Wooow... what a topic to pakao all your heads. What had I been doing all this time not bringing up this topic till now. I know, most of you would be going “aaaaah...., NO not this one”.

Friends, ‘Finance’ or rather personal finance related topics have always been close to my heart since the days I started earning. I always used to think of an optimum way of keeping my finances, making plans in line with what all the financial pundits tell.... insurance, taxes, debt-equity ratio, blah blah.... However, over the years I have learnt that there are two fundamental differences between what we are told in all the financial stuff and the reality. Firstly, the plan not only depends on person to person but also on condition he/she is into at the point of time. Secondly, even if you plan it up completely to the minutest level as suggested by your financial agent, you will still repent some decision thinking what if I had done this and that. However, don’t worry. It is basic human nature to get worried at anything that goes wrong. The point is to keep it in mind for planning next time. This is known as “Kaizen” in Japanese meaning constant improvement (I like throwing off these fun facts).

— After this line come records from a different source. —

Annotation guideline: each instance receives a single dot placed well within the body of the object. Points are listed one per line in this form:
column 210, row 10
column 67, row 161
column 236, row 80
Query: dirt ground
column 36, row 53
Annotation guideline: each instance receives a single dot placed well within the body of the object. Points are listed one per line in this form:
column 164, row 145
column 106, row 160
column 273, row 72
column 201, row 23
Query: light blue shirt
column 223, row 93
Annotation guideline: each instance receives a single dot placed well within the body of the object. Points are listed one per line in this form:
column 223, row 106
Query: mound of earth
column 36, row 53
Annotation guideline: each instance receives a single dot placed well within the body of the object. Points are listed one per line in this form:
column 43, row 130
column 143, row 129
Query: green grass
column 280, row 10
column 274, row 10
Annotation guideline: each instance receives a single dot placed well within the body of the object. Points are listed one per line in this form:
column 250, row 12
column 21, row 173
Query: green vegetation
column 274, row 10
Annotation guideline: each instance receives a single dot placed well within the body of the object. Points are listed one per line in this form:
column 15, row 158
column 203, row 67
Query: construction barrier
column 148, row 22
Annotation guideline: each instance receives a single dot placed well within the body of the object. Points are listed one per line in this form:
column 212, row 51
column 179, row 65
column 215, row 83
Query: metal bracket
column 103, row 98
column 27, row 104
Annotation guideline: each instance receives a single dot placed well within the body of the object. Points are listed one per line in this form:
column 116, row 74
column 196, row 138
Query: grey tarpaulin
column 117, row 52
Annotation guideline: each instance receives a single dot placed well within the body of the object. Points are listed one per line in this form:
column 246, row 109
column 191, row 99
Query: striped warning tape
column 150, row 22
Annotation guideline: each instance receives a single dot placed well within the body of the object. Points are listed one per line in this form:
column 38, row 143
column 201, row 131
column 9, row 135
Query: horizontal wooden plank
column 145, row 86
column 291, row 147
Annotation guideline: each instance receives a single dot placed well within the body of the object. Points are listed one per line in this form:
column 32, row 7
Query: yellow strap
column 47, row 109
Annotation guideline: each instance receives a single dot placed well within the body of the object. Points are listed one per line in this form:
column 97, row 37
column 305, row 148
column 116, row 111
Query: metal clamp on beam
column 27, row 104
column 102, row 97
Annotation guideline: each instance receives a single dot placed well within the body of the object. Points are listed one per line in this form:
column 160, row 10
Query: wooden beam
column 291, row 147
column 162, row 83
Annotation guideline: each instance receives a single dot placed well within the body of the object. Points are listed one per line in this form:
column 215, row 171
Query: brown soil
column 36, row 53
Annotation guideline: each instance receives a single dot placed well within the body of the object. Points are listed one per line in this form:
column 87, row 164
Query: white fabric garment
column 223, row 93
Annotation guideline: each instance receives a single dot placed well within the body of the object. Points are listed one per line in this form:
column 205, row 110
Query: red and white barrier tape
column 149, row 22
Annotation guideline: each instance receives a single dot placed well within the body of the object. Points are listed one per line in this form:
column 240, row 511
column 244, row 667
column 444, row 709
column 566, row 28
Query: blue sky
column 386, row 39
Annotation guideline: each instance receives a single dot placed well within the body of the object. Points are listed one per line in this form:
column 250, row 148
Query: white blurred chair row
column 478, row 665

One of the very basic lesson in finance (or anything in life) is “Don’t ask the barber if you need a haircut”. One needs to see if the person has any vested interest in you going through with the transaction as advised to you. Many a times I have heard that people have invested in things like Insurance Plan with is also a mutual fund and all sorts of such products. Dear Friends, they are called ULIPs (Unit Linked Insurance Plans) and I don’t have anything personal against these plans except that they take away a large chunk of your investment in the first three years after which “you need not keep investing” meaning “your financial advisor will not get a sizable chunk of your investment as his commission after 3 yrs are over”.

Other similar myths are one should keep a lot of money in savings account for contingency (NO, not if you do have a cashless medicare facility, keeping 3-6 months of expenses is fine, not beyond that), one should never invest in stocks (don’t if u don’t understand them or can’t track them regularly. However, Mutual Funds are not stocks. They are people paid to take care of your stocks), taking endowment plans for life insurance is enough (I liked the ad showing KILB Kam Insurance Lene ki Bimari, see youtube for further details), and the list goes on and on.... including some totally outrageous ones like the world will end in 2012 and thus, withdraw all your money and keep all of it at home in form of cash.

If you take a bet on something, remember that you are taking a bet and the chances are 50-50. However, if you keep investing systematically through thick and thin, you are bound to do good (assuming whatever you are investing in is well researched and found to be fundamentally sound).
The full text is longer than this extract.